What is not normal is the development context surrounding it. In his release announcement on the Linux Kernel Mailing List, Torvalds noted something worth paying attention to: "The last week of the release continued the same 'lots of small fixes' trend, but it all really does seem pretty benign, so I've tagged the final 7.0 and pushed it out. I suspect it's a lot of AI tool use that will keep finding corner cases for us for a while, so this may be the 'new normal' at least for a while. Only time will tell."

That observation, brief as it is, signals a genuinely new phase in how the Linux kernel is maintained. The features inside 7.0, meanwhile, are substantial: Rust loses its experimental label for good, XFS gains autonomous self-healing capabilities, post-quantum cryptography lands in module signing, critical next-generation CPU groundwork ships for Intel Nova Lake and AMD Zen 6, Intel TSX gets re-enabled by default, and a new in-kernel synchronization driver improves Windows game compatibility through Wine and Proton.
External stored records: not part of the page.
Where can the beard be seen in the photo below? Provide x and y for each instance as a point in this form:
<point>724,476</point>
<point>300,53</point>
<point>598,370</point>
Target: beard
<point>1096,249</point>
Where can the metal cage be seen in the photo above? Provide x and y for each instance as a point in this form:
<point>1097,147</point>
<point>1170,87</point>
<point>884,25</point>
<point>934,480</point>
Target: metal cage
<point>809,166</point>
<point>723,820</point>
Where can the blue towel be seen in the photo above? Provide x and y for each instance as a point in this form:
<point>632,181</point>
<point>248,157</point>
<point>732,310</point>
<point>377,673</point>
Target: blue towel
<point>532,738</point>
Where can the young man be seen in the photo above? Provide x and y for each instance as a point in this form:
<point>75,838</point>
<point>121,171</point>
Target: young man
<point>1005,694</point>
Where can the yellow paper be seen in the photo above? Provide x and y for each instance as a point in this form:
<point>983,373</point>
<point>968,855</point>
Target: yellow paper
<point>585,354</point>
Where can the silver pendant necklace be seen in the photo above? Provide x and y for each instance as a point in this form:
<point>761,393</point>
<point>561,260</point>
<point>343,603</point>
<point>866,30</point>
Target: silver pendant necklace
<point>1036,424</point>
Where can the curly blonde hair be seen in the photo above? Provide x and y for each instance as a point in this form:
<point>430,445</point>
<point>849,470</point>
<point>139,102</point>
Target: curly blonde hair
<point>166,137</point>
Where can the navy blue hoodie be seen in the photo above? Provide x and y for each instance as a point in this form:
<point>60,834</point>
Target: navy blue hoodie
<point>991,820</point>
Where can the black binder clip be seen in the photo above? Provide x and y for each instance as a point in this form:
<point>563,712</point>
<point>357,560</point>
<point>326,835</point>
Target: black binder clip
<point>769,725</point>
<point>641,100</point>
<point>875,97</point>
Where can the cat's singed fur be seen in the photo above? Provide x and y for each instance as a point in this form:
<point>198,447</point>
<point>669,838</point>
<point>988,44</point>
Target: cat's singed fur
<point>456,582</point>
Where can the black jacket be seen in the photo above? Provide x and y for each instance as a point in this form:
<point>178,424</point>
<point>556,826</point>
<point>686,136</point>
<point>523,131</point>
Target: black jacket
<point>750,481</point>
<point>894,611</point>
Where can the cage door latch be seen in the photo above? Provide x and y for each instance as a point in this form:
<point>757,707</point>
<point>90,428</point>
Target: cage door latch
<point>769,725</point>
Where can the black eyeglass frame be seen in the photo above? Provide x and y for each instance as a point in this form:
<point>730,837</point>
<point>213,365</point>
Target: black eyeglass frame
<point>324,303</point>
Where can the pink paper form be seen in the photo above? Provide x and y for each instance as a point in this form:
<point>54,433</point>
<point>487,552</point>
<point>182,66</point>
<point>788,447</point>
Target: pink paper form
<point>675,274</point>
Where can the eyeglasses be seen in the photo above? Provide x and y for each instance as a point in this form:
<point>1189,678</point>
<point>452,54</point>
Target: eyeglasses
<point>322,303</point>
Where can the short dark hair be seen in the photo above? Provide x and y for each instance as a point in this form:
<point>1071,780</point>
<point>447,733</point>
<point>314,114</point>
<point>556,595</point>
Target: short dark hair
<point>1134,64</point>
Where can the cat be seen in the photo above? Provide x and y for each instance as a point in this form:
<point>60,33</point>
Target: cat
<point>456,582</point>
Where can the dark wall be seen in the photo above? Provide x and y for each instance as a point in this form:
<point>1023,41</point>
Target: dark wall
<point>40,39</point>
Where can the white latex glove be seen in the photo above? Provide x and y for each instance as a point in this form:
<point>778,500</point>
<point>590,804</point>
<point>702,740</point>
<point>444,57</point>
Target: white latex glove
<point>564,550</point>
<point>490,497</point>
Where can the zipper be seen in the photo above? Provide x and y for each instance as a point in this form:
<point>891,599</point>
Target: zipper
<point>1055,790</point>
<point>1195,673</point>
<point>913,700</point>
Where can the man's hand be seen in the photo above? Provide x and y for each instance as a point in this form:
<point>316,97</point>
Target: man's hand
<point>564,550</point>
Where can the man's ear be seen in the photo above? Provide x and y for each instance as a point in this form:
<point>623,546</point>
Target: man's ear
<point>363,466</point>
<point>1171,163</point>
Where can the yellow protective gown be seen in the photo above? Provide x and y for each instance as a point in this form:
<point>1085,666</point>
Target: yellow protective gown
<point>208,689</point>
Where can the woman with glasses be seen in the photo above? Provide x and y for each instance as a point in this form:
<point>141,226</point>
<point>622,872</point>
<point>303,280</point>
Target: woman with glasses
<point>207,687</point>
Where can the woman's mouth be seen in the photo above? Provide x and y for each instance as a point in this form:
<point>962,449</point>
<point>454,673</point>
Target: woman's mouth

Here is the full breakdown.

Why 7.0 Exists: The Version Number Explained

Every few years, someone asks why the Linux kernel jumped from X.19 to (X+1).0 rather than continuing to X.20. The answer is purely aesthetic. Torvalds has said explicitly that Linux version numbers carry no technical meaning — there is no special collection of features or architectural break that triggers a new major version. The rule of thumb is simply that once the minor version reaches 19, the tree rolls over to avoid confusing people with large minor version numbers.

Linux 3.x rolled to 4.0 at the same point. Linux 4.x became 5.0 the same way. Linux 6.x is now Linux 7.0. The features that landed in 7.0 are the same kind that would have landed in a hypothetical 6.20 — the calendar and development cycle determined the content, not the version number. Ubuntu 26.04 LTS, scheduled for release on April 23, 2026 and codenamed Resolute Raccoon, ships with Linux 7.0 as its default kernel, which will bring these changes to a very large portion of the Linux user base through five years of mainstream support and ten with Ubuntu Pro.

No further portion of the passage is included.